R/sample-by-category.R
categorical_sampling.Rd
This function can be used to obtain a stratified split of a data set.
categorical_sampling(categories, K)
A vector representing the sample each element was assigned to.
This function can be used to obtain a stratified split of a data set.

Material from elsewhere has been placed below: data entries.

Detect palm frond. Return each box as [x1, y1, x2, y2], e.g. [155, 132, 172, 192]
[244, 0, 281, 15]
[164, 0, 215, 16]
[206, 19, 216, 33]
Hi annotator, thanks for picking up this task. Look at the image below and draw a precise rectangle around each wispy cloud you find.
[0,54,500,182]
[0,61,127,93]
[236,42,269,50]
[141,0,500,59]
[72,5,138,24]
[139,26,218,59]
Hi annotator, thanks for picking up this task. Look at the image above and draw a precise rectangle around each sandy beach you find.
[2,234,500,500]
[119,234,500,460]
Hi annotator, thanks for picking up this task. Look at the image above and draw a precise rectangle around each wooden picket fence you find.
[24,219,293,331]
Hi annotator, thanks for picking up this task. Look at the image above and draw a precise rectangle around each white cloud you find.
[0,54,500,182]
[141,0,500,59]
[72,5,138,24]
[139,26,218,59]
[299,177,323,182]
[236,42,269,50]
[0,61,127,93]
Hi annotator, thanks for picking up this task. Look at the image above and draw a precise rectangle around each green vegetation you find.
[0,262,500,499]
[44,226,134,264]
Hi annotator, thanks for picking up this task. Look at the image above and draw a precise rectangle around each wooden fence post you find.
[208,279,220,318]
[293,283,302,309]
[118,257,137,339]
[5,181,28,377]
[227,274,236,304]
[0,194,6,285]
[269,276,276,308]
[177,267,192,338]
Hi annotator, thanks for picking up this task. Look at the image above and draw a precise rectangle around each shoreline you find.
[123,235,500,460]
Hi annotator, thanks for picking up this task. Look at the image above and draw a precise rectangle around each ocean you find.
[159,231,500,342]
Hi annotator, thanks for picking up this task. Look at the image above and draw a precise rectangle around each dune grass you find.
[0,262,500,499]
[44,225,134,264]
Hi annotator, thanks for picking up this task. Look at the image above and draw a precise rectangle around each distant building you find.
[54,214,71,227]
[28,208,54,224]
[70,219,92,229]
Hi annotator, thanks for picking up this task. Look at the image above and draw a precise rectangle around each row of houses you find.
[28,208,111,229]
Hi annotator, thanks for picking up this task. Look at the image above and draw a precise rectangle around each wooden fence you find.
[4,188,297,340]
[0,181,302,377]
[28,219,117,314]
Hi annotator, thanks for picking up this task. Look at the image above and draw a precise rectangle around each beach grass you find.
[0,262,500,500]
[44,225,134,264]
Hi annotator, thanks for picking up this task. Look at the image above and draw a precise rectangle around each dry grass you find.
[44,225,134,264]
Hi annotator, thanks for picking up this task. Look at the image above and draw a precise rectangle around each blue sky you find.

Using this function is like calling anticlustering
with
argument `categories`, but without optimizing a clustering objective. The
categories are just evenly split between samples. Apart from the restriction
that categories are balanced between samples, the split is random.
data(schaper2019)
categories <- schaper2019$room
groups <- categorical_sampling(categories, K = 6)
table(groups, categories)
#> categories
#> groups bathroom kitchen
#> 1 8 8
#> 2 8 8
#> 3 8 8
#> 4 8 8
#> 5 8 8
#> 6 8 8
# Unequal sized groups
groups <- categorical_sampling(categories, K = c(24, 24, 48))
table(groups, categories)
#> categories
#> groups bathroom kitchen
#> 1 12 12
#> 2 12 12
#> 3 24 24
# Heavily unequal sized groups, is harder to balance the groups
groups <- categorical_sampling(categories, K = c(51, 19, 26))
table(groups, categories)
#> categories
#> groups bathroom kitchen
#> 1 25 26
#> 2 9 10
#> 3 14 12